Cale looked at Riven and both looked back to Avnon.
“We are going to kill Kesson Rel.”
I know.
“Then what happens?” Cale asked.
I do not know, Avnon said. But I envy you.
“Don’t,” Cale said.
Avnon smiled. His form started to blur at the edges, then to fade.
Farewell, First and Second.
Avnon and his fellow priests dissipated into the surrounding shadowstuff.
Cale and Riven stood in silence for a moment, then turned away from the dragon’s carcass and walked back to their friend. Softly, Cale asked, “Mags, what did you do to the dragon?”
Magadon stared at him, his eyes troubled. “It’s dead. That is what we wanted. What does it matter what I did?”
“It matters.”
Magadon’s expression went from troubled to that of a man about to confess a transgression. He looked away. “I … magnified the self-destructive urge in its mind.”
“Magnified?” Cale asked. “What does that mean?”
Magadon spoke softly. “Everyone carries a seed of self-loathing, Cale. For some, it’s quite powerful. So it was with Furlinastis. It is easy to twist that into a suicidal impulse.”
“Dark,” Riven said.
Cale agreed. The power unnerved him. That Magadon would use it unnerved him more.

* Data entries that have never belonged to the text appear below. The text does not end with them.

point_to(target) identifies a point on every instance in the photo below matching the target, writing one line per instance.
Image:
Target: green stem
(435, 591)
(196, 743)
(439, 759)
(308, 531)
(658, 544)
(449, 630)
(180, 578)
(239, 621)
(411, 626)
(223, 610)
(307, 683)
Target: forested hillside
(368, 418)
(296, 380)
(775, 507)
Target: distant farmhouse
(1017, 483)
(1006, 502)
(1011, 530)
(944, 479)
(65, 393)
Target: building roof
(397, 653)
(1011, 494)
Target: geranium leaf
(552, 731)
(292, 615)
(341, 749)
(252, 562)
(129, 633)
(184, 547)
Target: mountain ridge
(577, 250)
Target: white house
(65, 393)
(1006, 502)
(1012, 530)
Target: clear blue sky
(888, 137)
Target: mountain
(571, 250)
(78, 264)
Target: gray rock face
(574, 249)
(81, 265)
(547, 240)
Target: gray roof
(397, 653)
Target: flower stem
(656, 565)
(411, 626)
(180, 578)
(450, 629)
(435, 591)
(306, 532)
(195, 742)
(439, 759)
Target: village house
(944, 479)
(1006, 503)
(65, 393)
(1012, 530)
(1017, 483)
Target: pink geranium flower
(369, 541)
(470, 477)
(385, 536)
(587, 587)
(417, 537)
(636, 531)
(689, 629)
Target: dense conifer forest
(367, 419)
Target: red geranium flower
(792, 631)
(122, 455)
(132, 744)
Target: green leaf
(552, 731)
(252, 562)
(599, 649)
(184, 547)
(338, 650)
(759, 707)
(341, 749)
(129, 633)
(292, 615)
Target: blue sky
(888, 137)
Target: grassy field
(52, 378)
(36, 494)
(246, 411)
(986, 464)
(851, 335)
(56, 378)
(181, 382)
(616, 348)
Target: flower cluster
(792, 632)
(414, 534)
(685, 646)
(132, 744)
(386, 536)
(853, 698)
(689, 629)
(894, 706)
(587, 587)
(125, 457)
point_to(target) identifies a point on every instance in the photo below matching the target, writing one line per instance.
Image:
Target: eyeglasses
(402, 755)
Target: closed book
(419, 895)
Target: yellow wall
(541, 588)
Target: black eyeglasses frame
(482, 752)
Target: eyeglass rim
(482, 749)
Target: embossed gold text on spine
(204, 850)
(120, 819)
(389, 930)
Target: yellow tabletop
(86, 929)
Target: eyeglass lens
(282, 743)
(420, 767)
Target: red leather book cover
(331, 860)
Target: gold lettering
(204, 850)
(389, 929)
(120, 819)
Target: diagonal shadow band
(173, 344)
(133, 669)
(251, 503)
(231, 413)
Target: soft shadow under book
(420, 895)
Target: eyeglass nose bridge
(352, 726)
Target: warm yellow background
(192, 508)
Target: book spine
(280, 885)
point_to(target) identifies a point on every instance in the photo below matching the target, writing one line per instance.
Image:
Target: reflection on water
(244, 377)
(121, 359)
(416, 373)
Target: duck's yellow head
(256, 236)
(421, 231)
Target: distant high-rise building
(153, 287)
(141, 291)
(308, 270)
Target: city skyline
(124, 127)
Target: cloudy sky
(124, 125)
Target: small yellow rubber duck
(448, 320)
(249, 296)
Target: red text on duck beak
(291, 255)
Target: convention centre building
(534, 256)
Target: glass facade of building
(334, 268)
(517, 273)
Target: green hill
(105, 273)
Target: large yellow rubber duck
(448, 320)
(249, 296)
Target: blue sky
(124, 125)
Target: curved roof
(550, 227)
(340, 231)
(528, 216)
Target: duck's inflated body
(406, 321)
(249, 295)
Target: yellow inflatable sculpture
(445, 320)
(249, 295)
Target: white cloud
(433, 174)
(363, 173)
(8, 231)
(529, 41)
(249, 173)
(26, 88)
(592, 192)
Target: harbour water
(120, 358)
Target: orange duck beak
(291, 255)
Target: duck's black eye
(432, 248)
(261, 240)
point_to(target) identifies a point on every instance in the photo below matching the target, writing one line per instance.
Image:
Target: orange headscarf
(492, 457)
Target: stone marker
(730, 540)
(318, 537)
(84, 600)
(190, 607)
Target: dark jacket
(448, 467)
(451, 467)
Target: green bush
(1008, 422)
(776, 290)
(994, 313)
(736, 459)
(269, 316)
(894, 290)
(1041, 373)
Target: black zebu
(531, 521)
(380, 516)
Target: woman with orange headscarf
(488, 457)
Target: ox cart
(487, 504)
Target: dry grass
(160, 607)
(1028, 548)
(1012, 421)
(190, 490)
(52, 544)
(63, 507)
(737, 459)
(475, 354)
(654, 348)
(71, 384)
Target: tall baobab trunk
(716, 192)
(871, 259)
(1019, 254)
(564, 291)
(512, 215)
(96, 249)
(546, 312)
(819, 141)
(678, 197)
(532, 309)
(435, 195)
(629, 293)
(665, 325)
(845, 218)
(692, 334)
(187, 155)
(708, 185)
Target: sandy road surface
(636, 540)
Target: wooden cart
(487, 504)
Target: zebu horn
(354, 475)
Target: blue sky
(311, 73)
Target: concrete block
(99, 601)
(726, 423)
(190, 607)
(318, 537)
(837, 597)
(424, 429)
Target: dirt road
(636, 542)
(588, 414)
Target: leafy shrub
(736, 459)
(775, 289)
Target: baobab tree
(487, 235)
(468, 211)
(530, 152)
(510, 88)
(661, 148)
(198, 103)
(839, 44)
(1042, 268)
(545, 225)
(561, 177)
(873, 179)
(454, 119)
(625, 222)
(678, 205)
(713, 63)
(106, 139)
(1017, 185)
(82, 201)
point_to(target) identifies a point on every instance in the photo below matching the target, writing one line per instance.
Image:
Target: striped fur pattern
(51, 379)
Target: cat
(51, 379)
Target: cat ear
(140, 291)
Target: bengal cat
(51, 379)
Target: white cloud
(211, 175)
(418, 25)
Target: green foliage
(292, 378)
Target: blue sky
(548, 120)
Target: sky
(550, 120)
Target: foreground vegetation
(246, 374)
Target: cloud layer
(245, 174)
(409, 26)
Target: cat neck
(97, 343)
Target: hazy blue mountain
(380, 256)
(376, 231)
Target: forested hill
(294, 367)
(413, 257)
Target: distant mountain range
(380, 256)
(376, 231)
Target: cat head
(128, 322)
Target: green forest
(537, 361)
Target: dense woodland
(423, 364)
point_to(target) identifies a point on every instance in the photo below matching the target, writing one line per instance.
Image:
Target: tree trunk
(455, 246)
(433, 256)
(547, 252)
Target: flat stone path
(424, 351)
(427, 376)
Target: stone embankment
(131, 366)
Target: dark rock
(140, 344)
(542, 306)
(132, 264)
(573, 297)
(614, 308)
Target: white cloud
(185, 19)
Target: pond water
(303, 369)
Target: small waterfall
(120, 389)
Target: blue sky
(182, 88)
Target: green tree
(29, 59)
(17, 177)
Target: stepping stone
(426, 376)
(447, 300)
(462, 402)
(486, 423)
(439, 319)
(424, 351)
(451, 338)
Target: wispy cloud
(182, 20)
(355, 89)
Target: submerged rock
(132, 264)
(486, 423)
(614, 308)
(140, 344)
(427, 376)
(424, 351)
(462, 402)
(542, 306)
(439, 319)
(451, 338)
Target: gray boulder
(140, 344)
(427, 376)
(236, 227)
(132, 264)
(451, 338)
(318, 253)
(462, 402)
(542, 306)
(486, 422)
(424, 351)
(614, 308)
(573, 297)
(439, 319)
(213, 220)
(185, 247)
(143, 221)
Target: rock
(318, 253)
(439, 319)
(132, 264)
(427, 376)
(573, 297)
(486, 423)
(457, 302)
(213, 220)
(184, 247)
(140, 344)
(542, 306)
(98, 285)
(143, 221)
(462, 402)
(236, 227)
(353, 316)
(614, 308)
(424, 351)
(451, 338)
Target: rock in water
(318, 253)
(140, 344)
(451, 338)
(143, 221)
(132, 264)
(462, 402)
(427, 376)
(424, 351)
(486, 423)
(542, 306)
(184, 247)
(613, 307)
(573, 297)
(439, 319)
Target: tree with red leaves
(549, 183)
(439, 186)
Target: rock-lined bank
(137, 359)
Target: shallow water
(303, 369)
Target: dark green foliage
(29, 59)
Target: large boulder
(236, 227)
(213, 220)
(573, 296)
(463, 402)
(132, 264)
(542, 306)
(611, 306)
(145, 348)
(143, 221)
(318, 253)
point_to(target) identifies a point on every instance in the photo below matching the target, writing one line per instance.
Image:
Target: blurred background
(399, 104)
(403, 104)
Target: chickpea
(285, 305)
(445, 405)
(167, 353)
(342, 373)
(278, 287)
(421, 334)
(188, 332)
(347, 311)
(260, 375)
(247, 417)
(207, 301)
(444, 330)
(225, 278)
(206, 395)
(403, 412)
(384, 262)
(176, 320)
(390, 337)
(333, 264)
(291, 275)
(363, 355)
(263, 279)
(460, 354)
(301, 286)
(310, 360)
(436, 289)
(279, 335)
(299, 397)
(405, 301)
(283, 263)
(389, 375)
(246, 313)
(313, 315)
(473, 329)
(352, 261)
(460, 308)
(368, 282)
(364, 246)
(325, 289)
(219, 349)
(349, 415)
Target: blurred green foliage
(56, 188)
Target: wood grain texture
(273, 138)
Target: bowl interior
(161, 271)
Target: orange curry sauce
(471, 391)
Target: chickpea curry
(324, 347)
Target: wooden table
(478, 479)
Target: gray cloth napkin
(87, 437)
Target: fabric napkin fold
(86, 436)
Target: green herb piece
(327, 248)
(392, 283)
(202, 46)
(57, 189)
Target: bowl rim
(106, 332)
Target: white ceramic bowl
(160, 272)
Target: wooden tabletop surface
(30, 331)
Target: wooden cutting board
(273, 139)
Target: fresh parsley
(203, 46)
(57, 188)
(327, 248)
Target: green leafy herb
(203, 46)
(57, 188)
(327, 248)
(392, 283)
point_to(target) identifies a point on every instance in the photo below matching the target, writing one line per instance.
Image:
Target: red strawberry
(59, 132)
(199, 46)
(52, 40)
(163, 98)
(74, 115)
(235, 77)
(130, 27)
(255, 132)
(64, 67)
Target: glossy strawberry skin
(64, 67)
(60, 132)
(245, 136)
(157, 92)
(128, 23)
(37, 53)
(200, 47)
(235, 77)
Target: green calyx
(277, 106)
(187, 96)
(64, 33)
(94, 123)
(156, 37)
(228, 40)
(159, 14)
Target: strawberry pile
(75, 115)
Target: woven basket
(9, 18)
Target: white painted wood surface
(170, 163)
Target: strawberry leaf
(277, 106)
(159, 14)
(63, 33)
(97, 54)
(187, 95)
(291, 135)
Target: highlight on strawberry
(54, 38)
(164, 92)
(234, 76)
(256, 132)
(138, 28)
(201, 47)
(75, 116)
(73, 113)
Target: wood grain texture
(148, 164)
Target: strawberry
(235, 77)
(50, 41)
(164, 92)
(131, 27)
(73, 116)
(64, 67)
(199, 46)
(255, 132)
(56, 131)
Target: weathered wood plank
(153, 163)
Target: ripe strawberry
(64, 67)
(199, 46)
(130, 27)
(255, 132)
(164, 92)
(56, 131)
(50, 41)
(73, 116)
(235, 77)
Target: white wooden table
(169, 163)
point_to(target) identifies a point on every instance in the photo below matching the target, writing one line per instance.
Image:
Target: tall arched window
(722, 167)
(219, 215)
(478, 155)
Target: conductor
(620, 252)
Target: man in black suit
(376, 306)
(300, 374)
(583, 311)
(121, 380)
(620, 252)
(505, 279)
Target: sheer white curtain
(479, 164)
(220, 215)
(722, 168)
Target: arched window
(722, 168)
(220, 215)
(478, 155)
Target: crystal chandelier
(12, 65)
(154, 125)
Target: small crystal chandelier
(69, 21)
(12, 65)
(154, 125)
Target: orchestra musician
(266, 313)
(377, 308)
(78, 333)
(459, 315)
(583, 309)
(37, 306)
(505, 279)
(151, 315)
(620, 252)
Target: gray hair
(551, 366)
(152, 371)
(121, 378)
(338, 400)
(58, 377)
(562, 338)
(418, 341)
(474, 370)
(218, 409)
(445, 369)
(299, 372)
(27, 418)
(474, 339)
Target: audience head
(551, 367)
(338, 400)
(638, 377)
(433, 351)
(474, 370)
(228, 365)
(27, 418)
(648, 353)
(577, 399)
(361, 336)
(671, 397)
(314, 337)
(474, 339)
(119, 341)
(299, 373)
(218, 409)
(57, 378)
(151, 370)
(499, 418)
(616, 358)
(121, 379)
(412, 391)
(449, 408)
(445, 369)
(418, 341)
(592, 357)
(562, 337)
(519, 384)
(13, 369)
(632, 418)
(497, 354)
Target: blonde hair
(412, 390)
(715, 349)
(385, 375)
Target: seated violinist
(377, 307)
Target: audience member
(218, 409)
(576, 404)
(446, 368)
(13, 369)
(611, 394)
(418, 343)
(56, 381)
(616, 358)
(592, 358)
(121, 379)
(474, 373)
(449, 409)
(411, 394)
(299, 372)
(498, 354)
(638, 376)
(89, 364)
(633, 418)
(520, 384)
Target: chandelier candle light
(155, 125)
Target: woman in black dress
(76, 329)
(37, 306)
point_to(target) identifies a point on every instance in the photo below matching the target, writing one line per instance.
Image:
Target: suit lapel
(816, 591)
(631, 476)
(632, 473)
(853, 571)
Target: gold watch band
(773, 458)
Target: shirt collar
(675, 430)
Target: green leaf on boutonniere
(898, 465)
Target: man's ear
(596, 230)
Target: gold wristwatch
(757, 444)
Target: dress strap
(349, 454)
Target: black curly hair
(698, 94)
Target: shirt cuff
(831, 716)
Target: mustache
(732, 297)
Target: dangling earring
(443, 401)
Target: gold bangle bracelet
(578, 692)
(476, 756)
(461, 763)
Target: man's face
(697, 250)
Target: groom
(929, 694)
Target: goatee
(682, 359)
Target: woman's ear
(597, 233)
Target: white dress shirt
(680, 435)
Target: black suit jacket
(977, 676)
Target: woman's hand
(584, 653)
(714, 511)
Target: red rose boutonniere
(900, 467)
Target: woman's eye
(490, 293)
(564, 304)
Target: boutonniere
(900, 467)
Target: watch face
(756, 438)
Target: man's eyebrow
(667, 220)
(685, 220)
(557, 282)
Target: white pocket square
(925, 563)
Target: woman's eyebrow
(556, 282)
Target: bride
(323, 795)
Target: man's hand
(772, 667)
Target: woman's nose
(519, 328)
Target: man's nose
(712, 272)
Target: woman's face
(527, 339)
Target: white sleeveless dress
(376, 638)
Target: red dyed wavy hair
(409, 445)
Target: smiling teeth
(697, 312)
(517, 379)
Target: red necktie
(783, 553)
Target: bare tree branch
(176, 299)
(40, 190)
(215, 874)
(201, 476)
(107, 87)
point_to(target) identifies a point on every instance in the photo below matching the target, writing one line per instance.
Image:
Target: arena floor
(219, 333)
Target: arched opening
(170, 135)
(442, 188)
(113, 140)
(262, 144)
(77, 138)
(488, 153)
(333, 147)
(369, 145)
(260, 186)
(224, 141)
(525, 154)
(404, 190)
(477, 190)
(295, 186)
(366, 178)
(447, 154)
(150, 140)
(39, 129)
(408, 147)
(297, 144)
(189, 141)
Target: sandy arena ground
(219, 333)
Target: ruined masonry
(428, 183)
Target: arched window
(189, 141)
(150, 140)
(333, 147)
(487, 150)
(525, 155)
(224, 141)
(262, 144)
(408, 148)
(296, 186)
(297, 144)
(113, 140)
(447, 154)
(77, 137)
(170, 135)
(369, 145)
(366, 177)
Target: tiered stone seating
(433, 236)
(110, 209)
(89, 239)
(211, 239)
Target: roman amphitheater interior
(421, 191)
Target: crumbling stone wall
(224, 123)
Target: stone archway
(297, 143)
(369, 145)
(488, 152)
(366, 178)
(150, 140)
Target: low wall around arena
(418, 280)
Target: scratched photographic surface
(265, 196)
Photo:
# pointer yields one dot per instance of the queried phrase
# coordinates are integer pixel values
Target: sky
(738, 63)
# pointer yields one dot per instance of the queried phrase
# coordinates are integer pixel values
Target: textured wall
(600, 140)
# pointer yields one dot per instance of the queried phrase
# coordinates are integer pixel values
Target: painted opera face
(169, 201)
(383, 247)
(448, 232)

He looked at the dragon’s carcass, the hole of its open neck a black tunnel. He felt a certain pity for the dragon, even kinship. Avnon Des had said the dragon had been unwillingly bound by Kesson Rel. Despite its immense power, the creature had been a tool of fate, caught up in one of Mask’s schemes. It had despised itself in consequence. Cale understood the feeling well. He looked back to Magadon, held his mask in hand, and incanted the words to a spell that turned the rock back into mud. Cale helped pull the mindmage free.